Poco meno di 48 ore dopo, la risposta attesa da tutta una vita: “Il suo accredito è stato accettato, ci vediamo sabato, buon lavoro”. Mezz’ora di salti incontrollati ed una svariata serie di note vocali alla collega che avrebbe vissuto con me quella medesima esperienza.

“Daniele vado a Torino sabato, chiedimi quello che vuoi”, la conferma più piccata ad un pezzo della famiglia Sportface. Già lo so, starete pensando questa è pazza, e in fondo normale non lo sono mai stata, ma io amo la mia follia, la sola, insieme a questa perseveranza e a questa smisurata passione, che mi permetta di raggiungere ciò che ho sempre sognato o molto più banalmente di fare ciò che amo di più, in spicci, di essere felice.

I convenevoli ve li tralascio: l’attesa, la cura maniacale nel preparare lo zaino e gli attrezzi del mestiere, l’ansia a diecimila, l’euforia di poter essere in mezzo ad un popolo di 30 mila persone che condividono i tuoi stessi colori e di poterlo fare da un posto privilegiato, quello di giornalista, l’adrenalina di poter scrivere della tua squadra del cuore che per l’ennesima volta si gioca il “tutto in una notte”, l’orgoglio di esserci, i pezzi del puzzle che d’improvviso s’incastrano ed un sorriso quasi spavaldo di fronte a quel lunedì nero che sembra d’un tratto così lontano. E poi il viaggio, la bandiera che sventola, i cori su cori e su cori. Ribadisco: lo so che sono pazza e che non mi capirete, ma non sono qui per questo. Io non voglio essere capita per ciò che faccio o ciò che provo quotidianamente, vorrei essere capita per ciò che ho sentito in quella lunga notte.
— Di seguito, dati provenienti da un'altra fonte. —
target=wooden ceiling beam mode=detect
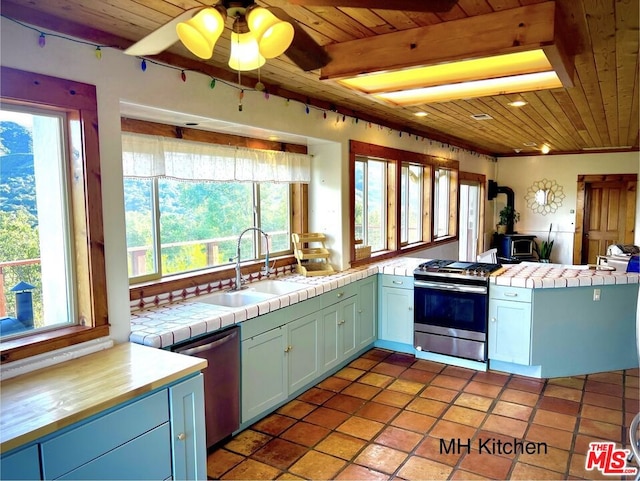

Perché tra un flash, una battuta, uno scambio d’opinioni, gli scongiuri verso un cielo grigio, una diretta facebook, perché tra un gol di Cristiano Ronaldo ed un gol di Mario Mandzukic erano circa le 21.45 quando quell’ultimo scorcio di stagione ha preso avvio. La Juve non gira, il centrocampo è lento e si è abbassato troppo, la difesa pare meno solida del solito, Higuain è così fuori dal gioco e poi c’è il talento cristallino di uno su cui ho scommesso non appena l’ho visto calciare un rigore con la maglia rosa del Palermo, ha 23 anni, si chiama Paulo Dybala e questa sera pare imprigionato nelle sue stesse paure. Casemiro e Ronaldo fanno il resto ma proprio quando cerchi conforto nei tuoi fratelli bianconeri,quando il tuo sguardo si scontra con il silenzio assordante di un’intera piazza che non riesce a spiegarsi il perché ancora una volta, sul più bello, tutto sfumi, ecco che quel silenzio si tramuta in un rumore che sa tanto di spari, ecco che il cuore ti si ferma e che la mente vola non a 150 km di distanza ma là dove non pensi possa esistere vita.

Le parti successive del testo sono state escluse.